Description
In September 2022 the German Research Foundation (DFG) has launched the priority program SPP 2388 100+ to develop new methods for digital representation, SHM and lifetime management of complex structures, due to the continuously increasing amount of old infrastructure buildings. The present contribution is prepared within the LEMOTRA project as a part of SPP 2388 100+.
Among various SHM methods, the approach based on the Kalman update for data assimilation between model and measurement is applied and further developed to create a kind of functional digital twin for SHM. For this, a sound numerical model and a measurement system with a continuous data flow are necessary to provide online predictions of the state and response parameters of the structure. System changes resulting from damage or aging processes can be detected and localized, provided the measurement and the model prediction share the same cause. Thus, the load identification is a necessary prerequisite for reliable data assimilation techniques. A two-step update procedure is proposed and applied in this context.
At first, one part of the measurement system is used for load identification. Therefore, a cluster structure of Convolutional Neural Networks (CNNs) was developed, trained and calibrated to extract load characteristics such as load magnitudes, load velocities or the number of vehicles on the bridge from multiple acceleration sensors. Given this information, the actual load can be reconstructed.
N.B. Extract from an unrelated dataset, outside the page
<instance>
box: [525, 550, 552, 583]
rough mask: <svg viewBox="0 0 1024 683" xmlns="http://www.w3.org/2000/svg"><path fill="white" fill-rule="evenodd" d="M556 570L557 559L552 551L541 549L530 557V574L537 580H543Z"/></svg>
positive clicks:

In the second step, a different set of sensors is used for the data assimilation. In contrast to the first measurement locations, the measurement data from these sensors should be sensitive to potential system changes or damage. Here, the identified load is used as input for the model predictions which are then compared to the measurement data. A combination of different ensemble based Kalman Filters provides a sequential update of the state parameters (e.g. displacement, velocity, acceleration) and the model parameters (e.g. stiffness, mass, damping).
The proposed approach is implemented in MATLAB and tested on both numerical examples and a laboratory structure.